Why audit‑first is the correct operational model
Mandating signing and EPA overnight is the most secure state, but it risks a cascade of support calls from every department whose printer, scanner, or legacy app suddenly stops working. Audit‑first gives organizations three decisive advantages:
- Actionable visibility: A concrete list of non‑compliant endpoints, complete with user and application context, so remediation is targeted rather than theoretical.
- No outage drama: Business‑critical workflows stay online while teams schedule fixes during maintenance windows. Vendor conversations become collaborative, not emergency‑driven.
- Measurable security progress: Audit metrics allow security leaders to show a clear improvement curve, making it easier to get sign‑off for eventual enforcement.
The approach mirrors Microsoft’s own journey with Kerberos hardening and NTLM auditing, patterns that proved effective in large enterprises.
Limitations and recommended validation
While the documentation is unambiguous, administrators should independently validate the following in their own labs:
- SMBv1 audit events may behave differently across OEM firmware versions. Treat any event 3027 as a prompt for physical verification, not a definitive statement of compliance.

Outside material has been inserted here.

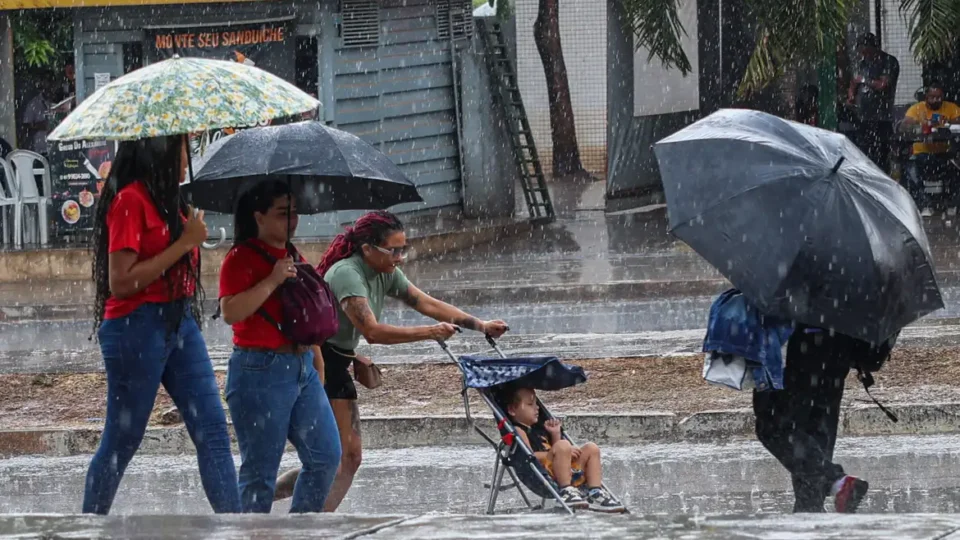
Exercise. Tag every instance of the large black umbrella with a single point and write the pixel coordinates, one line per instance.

- Third‑party SMB stacks (embedded NAS, Samba‑based appliances, virtualization hosts) often have idiosyncratic implementations. A vendor’s marketing claim of “supports signing” does not guarantee compatibility with Windows Server’s EPA handshake. Pilot enforcement in an isolated test network before touching production.
- The registry value name
AuditClientSpnSupportmay be superseded in future updates; always check the latest Microsoft Learn article for any renaming or consolidation.
Conclusion
With the September 2025 update, Microsoft has handed Windows administrators the missing instrumentation to tackle SMB hardening without fear. By turning on the new audit settings, collecting Events 3021 and 3024‑3027, and following a phased deployment, organizations can systematically eliminate weak SMB endpoints and move to a posture where signing and EPA are the default—not the exception. The path is clear: audit first, analyze the telemetry, remediate the gaps, and then enforce the protections. It’s the difference between a planned security uplift and an unplanned outage.